“Girls, teens, chicks (call us what you want) are fortunate that Ms. Engelbrecht turned her passion project into a book. . . . This entire book is incredibly beautiful and so expressive. The Girl Project must be perused in detail to be comprehended and fully appreciated. . . . I will be giving copies of The Girl Project to all the female teens I know (and maybe some male teens) as well as moms and grandmothers of teens.”
The most amazing thing about this amazing book is that it got published at all. Kate Engelbrecht, who majored in sociology but didn’t actually want to be a sociologist, then worked in advertising but did not actually want to do that either, reinvented herself as a photographer. After some years spent mulling it all over, she created The Girl Project out of her two passions: photography and girlhood. Girls, teens, chicks (call us what you want) are fortunate that Ms. Engelbrecht turned her passion project into a book.
Ms. Engelbrecht’s quest was to understand female adolescents by going to the source. In 2007, she began sending a disposable camera and a questionnaire to teen girls all over the United States, with requests to fill the camera with pictures representing the girl’s life, fill out the questionnaire and send both back to Kate. Anonymity was promised.
Eventually 5,000 young adult females 13 to 18, of varied backgrounds, faiths, and races sent in their photos and answers. Ms. Engelbrecht had developed her questionnaire by adapting the Proust Questionnaire, a 19th century personality profile made famous by Marcel Proust, who used the list several times over his life to record his tastes, views, and aspirations. Ms. Engelbrecht’s version asks such questions as “What adjectives best describe you? What is the hardest part about being a teenager? Tell me one thing about you that nobody seems to get?”
Any female reader of The Girl Project will find aspects of herself in this book. Any young adult female reader will feel less alone and more confident regarding all the elements of her personality that make her unique. If I were a teenage girl, I would get all my friends to answer the questions and take pictures of themselves so we could make our own book. I will be giving copies of The Girl Project to all the female teens I know (and maybe some male teens) as well as moms and grandmothers of teens.

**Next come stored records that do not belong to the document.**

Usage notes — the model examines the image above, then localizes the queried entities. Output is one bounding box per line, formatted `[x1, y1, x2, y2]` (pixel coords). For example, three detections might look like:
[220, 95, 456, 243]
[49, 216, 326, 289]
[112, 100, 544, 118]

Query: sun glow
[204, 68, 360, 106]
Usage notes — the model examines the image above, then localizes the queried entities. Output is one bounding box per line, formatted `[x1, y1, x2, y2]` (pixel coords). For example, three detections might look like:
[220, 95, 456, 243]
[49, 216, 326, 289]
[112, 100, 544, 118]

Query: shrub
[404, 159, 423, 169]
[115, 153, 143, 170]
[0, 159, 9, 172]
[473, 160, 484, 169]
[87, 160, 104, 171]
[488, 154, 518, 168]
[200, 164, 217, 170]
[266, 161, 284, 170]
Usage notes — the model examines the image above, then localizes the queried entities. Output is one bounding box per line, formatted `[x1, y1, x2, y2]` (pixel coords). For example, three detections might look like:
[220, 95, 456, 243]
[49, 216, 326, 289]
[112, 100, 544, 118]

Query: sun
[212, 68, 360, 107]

Reading what these young women have to say about what life is like for them socially and privately is a sobering experience, because of how much most of them keep inside. Almost universally they are unhappy with how the media portrays teen girls—at the same time that they struggle to live up to the body and fashion images they are presented with at every turn.
The most wonderful answers are to the question, “What are your favorite qualities in a person?” Those qualities are a recipe for a better world.
The layout is perfect. Some pages show the entire questionnaire filled out in the girl’s own handwriting. Many are entire-page photographs of girls with their friends in their rooms, or showing us what they love and how they feel. Since not every questionnaire could be included, there are pages full of the answers from just one question, again in each individual’s handwriting. This entire book is incredibly beautiful and so expressive.
The Girl Project must be perused in detail to be comprehended and fully appreciated.